Hi! I have set up an integration with S3 and I can create data rows that point to files stored in my bucket. However, I saw that this only works if I whitelist Labelbox’s IP addresses, and that my data is being sent to Labelbox servers during the data-row creation process (to extract e.g. image or video metadata, if I understood correctly). I don’t want my data being sent to an external server, not even if it is just for processing. The only time the data should be pulled from S3 is when an annotator annotates an image, in which case the image would be downloaded directly to the annotator’s browser.
So: How can I create data rows (while using an integration with S3) and avoid sending my data to Labelbox servers? E.g. can I provide the required metadata myself or can I just not use this metadata?
Hey @philipp.andermatt
Welcome to the Labelbox Community,
So the way we ingested self hosted data like yours required for processing an initial download (metadata, extract embeddings and generation of a thumbnail) BUT we only keep the details mentioned here not the data.
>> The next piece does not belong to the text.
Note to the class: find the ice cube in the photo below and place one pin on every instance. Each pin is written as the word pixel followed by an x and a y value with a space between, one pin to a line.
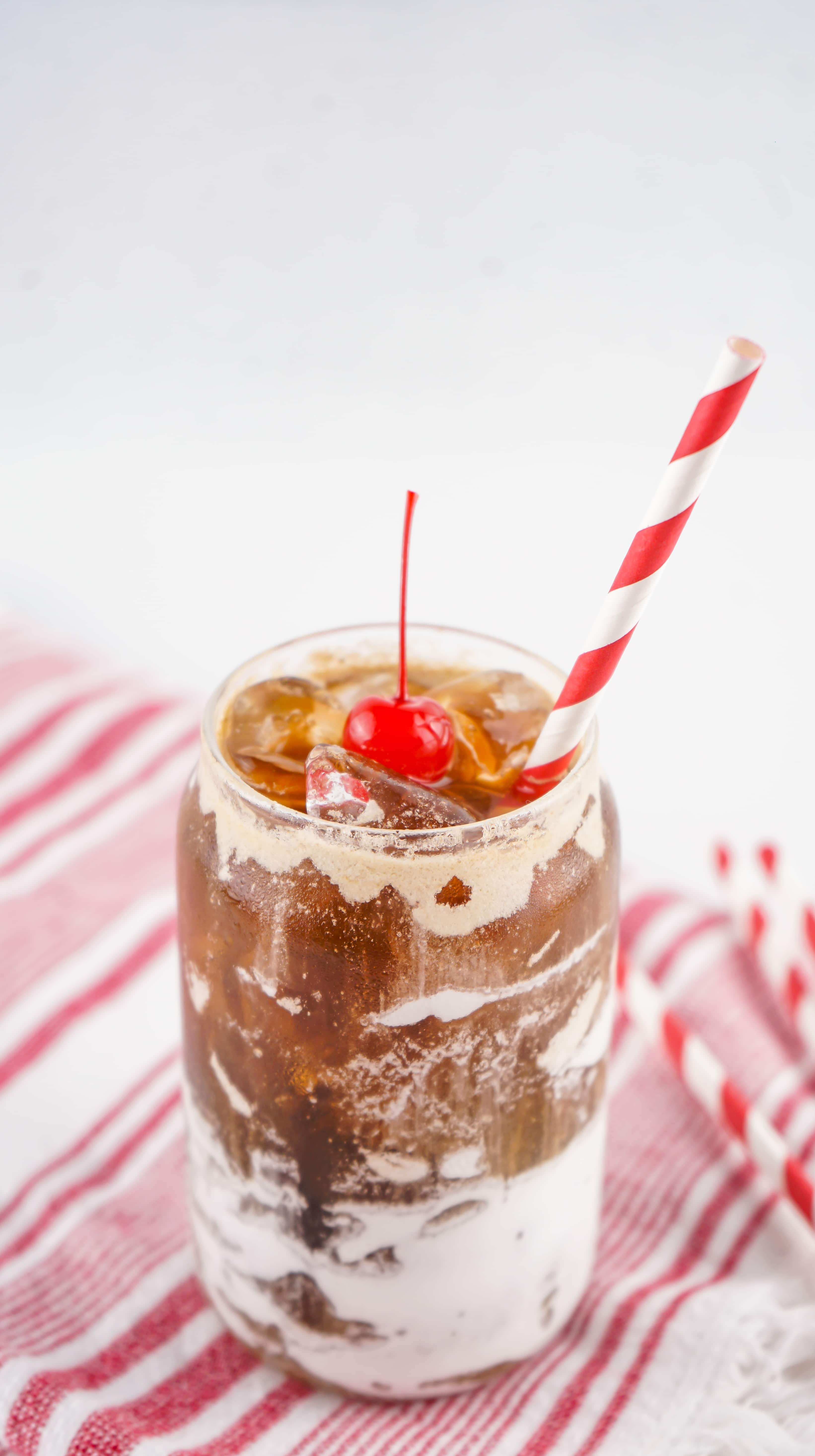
pixel 350 790
pixel 270 730
pixel 497 718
So rest assured that aside from the initial steps we do not keep your data
Many thanks,
PT
Hi @ptancre
Thank you for the quick reply!
If I would still like to avoid sending data to Labelbox servers (e.g. to avoid sending data from the EU to servers in the US), is there a way how I can do this? Or is it always required that data gets processed during ingestion?
The data processing is required since this cascade to the editor, we have a strong data protection policies.
If you want to have more information about it : Privacy & Security Program | Labelbox
There is an email address at the bottom of that page if you have further question around our policies and certifications.